Object recognition in low-illumination environments remains a critical unsolved problem in computer vision. Conventional deep learning models suffer significant accuracy degradation when applied to dark or poorly lit imagery — a limitation with direct consequences for autonomous vehicles, surveillance systems, and medical imaging. Classical approaches require large parameter counts and computationally expensive architectures to compensate, making real-world deployment impractical.

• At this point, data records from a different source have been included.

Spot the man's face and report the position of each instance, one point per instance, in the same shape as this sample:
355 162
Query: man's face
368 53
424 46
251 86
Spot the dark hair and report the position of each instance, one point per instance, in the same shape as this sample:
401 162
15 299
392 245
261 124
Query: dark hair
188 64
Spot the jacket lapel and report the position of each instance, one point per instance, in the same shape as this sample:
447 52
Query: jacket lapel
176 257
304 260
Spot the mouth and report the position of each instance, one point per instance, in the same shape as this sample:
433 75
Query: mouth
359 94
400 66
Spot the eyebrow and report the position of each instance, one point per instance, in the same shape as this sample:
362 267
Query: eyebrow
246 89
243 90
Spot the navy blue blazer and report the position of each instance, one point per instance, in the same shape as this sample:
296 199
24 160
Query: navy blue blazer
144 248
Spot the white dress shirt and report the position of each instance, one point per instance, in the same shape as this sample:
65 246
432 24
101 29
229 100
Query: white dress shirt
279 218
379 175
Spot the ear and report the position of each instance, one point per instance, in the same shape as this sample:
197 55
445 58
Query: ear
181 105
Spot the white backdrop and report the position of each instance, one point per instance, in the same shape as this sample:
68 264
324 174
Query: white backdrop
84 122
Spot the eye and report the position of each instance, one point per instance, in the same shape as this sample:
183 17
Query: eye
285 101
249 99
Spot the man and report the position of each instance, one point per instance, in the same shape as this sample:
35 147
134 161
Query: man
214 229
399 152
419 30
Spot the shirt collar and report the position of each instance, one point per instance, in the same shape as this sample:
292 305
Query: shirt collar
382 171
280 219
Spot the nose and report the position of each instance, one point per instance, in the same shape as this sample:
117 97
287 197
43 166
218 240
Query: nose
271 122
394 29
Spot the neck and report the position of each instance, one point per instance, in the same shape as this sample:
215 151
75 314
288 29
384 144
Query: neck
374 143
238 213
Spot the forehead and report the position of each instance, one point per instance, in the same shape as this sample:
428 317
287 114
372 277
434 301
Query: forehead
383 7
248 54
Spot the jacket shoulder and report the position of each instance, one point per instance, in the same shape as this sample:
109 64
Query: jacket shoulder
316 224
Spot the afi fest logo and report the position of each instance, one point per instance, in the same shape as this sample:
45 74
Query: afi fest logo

A hybrid classical-quantum machine learning (QML) framework was designed and implemented from scratch. The pipeline combines a classical CNN backbone for feature extraction with a Variational Quantum Circuit (VQC) classifier head, connected via amplitude encoding into a 6-qubit Hilbert space. Three benchmark datasets were used — DarkFace (6,000 samples), ExDark (5,247 samples across 12 object classes), and LOL (485 paired low/high-light images). A CLAHE-based low-light enhancement module (applied in LAB colour space) was integrated as a preprocessing stage, evaluated using PSNR and SSIM metrics against ground-truth illumination references.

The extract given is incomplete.